Some professors expect a short lit review and want you to get to your results and "so what?" section of the paper. But most of them want an extensive review of the literature, especially in a project such as a thesis. Some want you to cite them, and others just want you to read how many times they cited themselves. Others think you should cite their old graduate committee members from their alma maters. Still yet, there are the professors who think you should cite only one discipline, or perhaps the others who want you to incorporate an interdisciplinary approach. Some love one theory, while others hate it. Some want you to be quantitative while others like to keep it qualitative. The point is, you'll never figure out just exactly what your graduate faculty wants in a paper because none of them want the same things.

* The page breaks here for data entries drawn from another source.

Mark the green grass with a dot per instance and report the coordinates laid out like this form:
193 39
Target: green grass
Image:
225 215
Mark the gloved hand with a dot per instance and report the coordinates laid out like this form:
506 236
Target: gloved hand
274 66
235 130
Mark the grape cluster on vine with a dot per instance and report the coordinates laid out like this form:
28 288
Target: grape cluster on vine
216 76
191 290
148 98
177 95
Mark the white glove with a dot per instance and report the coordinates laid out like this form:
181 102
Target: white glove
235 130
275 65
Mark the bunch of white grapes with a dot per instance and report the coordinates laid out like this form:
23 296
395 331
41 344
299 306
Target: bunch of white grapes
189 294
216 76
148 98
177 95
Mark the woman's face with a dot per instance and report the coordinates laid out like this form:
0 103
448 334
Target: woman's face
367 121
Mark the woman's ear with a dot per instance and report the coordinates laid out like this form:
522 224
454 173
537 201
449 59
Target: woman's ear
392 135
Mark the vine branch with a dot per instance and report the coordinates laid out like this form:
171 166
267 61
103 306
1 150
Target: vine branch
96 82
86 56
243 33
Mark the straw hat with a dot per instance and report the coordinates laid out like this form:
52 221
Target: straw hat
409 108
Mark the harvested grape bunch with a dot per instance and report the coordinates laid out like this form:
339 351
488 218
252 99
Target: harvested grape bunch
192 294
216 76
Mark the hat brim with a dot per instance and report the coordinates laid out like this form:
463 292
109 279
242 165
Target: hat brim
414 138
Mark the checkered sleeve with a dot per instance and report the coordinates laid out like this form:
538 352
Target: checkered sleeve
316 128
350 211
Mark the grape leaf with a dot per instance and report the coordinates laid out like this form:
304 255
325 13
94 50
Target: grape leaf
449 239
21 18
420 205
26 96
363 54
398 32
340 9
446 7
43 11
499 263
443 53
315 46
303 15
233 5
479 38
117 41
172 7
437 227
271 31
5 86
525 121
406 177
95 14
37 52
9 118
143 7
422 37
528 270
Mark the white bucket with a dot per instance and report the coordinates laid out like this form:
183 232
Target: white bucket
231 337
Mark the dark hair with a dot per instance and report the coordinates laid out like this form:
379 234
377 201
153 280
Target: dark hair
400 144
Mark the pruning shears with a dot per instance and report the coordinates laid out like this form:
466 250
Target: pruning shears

However, in the communication discipline, I've noticed that just the mere mentioning of some scholars' names will make professors hit the run away button, metaphorically speaking. In other words, there are some safe bets that are good to release from your Poké Ball of journal articles (EBSCO host, the biggest Poké Ball of them all).
Here's a slightly (OK, extremely) nerdy dialogue you might hear in our department:
Professor A: Well, you certainly framed that well, perhaps just like Robert Entman?
Student A: Well, actually I would look at this like a rhetorical situation, just like Bitzer!
Student B: Oh yeah? But what if I narrate about it with Fisher?
Professor A: The two of you must find a way to agree, I recommend the two-way symmetrical model by the Grunigs!
Professor B: Wait! That's preposterous and unethical! We must settle this as Burkean actors!
Student C: Ridiculous. Waggenspack would never allow it! Find a medium to get your message across.
Student A: Don't try a sneak attack with McLuhan on me, buddy! I'll counter it with Littlejohn and Foss!
Professor A: This needs to end now! Let's see if you can defeat the Kaid brigade (et. al.)!
Student B: That's no match for my Tedesco phishing attack!
***Heath, Coombs and Benoit have entered the arena, Holloway has fainted***
***Ivory and Magee are crunching numbers***
***Denton and Riley are publishing books***
***Self-citing ensues by junior faculty member +1***
***Graduate students lose sleep -4***
***Graduate students' reading abilities +200 pages***
Professor C: It is over. I have come to set all of your agendas. Media telling you what to think about, for the win! McCombs and Shaw, Chapel Hill study, gooooo!
And then the battle ended because every good communication scholar knows citing the 1972 McCombs and Shaw study is almost always a requirement.